En mai 1968, que ce soit en France, en Italie, au Japon, aux États-Unis, etc…, les pays industrialisés étaient confrontés à des grèves et des révoltes. Les gouvernements et le patronat devaient faire face à deux formes de revendications, que Luc Boltanski a décrites dans « Le nouvel esprit du capitalisme »[6] : la « critique sociale » et la « critique artiste ». La critique sociale était portée par les ouvriers, les syndicats et le parti communiste. Leurs revendications concernaient le partage de la valeur ajoutée, ce qui se traduisait dans les faits par une augmentation des salaires et une amélioration des conditions de travail.

La critique artiste était portée par les étudiants, les jeunes diplômés et les hippies, ainsi que par les techniciens, les cadres et les ingénieurs. Les tenants de la critique artiste dénonçaient l’oppression du système capitaliste, le désenchantement du monde, la perte de sens du monde bourgeois, ainsi que la déshumanisation et l’aliénation du monde du travail. La contre-culture du mouvement hippie dénonçait l’inauthenticité de l’existence, la nécessité d’avoir un emploi pour s’insérer socialement, la misère de la vie quotidienne « métro, boulot, dodo », l’organisation patriarcale de la société, l’oppression des femmes, le paternalisme, la prédominance du mode « avoir » sur le mode « être », etc… Ceux qui avaient une expérience professionnelle dénonçaient les tâches prescrites et répétitives, la séparation de la conception et de l’exécution, les horaires imposés et l’absence de créativité et d’autonomie dans les entreprises. Ils rejetaient également la subordination hiérarchique et l’autoritarisme des entreprises. Ce n’est donc pas un hasard, si l’un des slogans de mai 1968 était : « Ne perdez pas votre vie à la gagner. »

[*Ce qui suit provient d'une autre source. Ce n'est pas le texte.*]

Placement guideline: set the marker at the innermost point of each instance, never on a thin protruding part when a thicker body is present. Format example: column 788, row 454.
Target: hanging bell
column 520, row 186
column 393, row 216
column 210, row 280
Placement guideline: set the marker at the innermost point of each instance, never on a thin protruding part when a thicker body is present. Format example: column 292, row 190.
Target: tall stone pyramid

  • L’émergence des créatifs culturels

La crise, dont les prémisses remontent à 1973, n’a pas empêché les changements de mode de vie et les transformations sociales liées à la quatrième phase de la dynamique des temps sociaux. Malgré la crise, les transformations liées, d’une part, à la journée de 8 heures, aux 2 journées de repos hebdomadaire et aux congés payés, et, d’autre part, à l’apparition des blocs de temps sociaux de la vie active, de la société de consommation, de la retraite et de l’éducation n’ont pas cessé de s’amplifier. Le développement économique, le progrès technique, l’évolution du niveau de confort matériel, ainsi que l’accès au temps libre et aux loisirs ont favorisé l’émergence de nouvelles valeurs et aspirations. Même si les causes de cette mutation ne sont pas exhaustives, j’ai identifié six facteurs qui, combinés entre eux, permettraient de l’expliquer : l’émergence des « créatifs culturels », le « brown-out », le manque de temps libre, les pratiques associatives et amateurs, les chômeurs heureux, Internet et les réseaux sociaux.

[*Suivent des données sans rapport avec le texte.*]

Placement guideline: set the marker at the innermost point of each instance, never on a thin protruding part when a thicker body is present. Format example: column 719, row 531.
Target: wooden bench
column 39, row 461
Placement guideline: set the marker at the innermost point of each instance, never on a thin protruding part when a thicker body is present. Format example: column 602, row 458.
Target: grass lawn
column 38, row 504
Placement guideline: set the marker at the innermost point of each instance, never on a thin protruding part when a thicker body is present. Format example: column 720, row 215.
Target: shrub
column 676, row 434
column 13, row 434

Malgré la crise, les aspirations des tenants de la critique artiste et de la contre-culture du mouvement hippie n’ont pas disparu. Avec leurs descendants, ils ont favorisé l’émergence d’un nouveau groupe culturel : les « créatifs culturels »[7], qui a été identifié et étudié au milieu des années 90 par les sociologues Paul Ray et Sherry Ruth Anderson[8]. Ils les ont nommés les créateurs de cultures, car ils créent et expérimentent de nouvelles pratiques économiques et sociales, s’interrogent sur les valeurs, réinventent leurs modes de vie et changent leur vision de l’existence. Ces sociologues ont montré l’existence de trois groupes culturels : les traditionalistes, les modernistes et les créatifs culturels.

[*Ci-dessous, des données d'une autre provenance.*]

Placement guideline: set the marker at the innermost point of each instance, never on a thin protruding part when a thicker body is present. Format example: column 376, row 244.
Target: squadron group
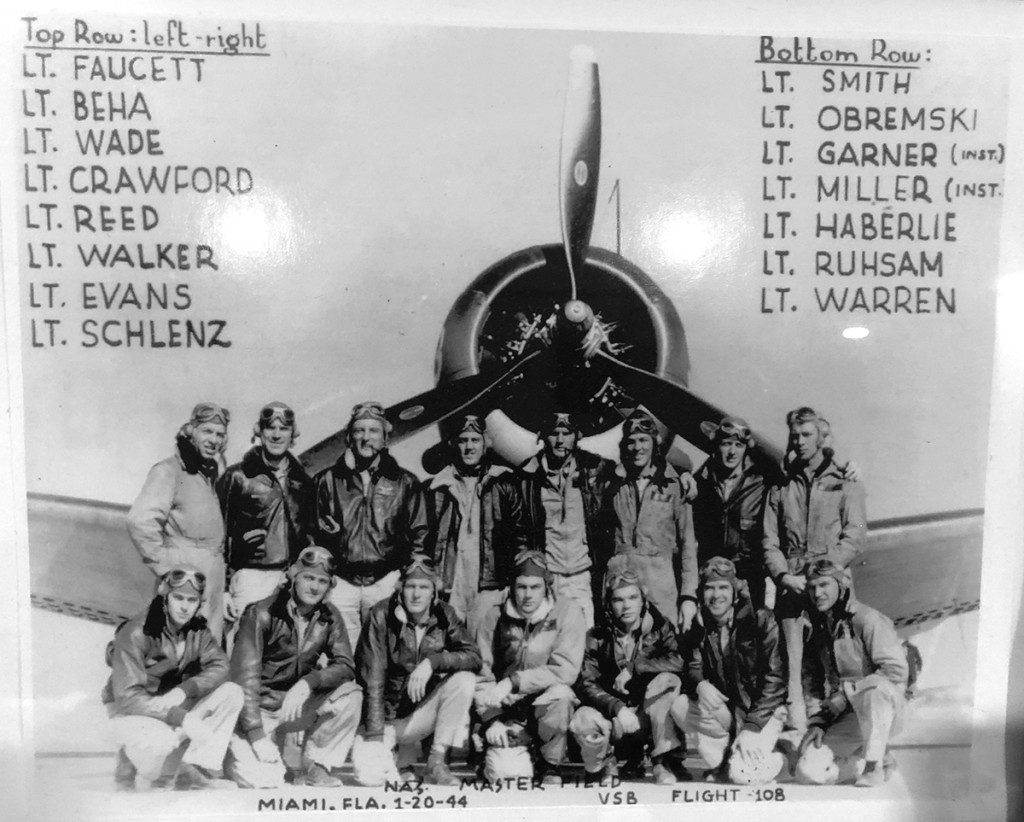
column 652, row 622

Les traditionalistes accordent de l’importance à la famille, ainsi qu’à l’appartenance à une communauté religieuse, nationale et professionnelle. La famille étant de type patriarcal, les hommes et les femmes sont déterminés par des rôles sociaux distincts. Tandis que l’homme travaille pour assurer les subsistances de la famille, la femme s’occupe du foyer et des enfants. Puisqu’une vie bonne repose sur le respect des principes religieux, au nom des traditions et de la morale, ils s’opposent à la liberté sexuelle et à l’avortement. Étant attachés à leur communauté d’appartenance, ils se méfient des étrangers et sont fermés aux autres cultures.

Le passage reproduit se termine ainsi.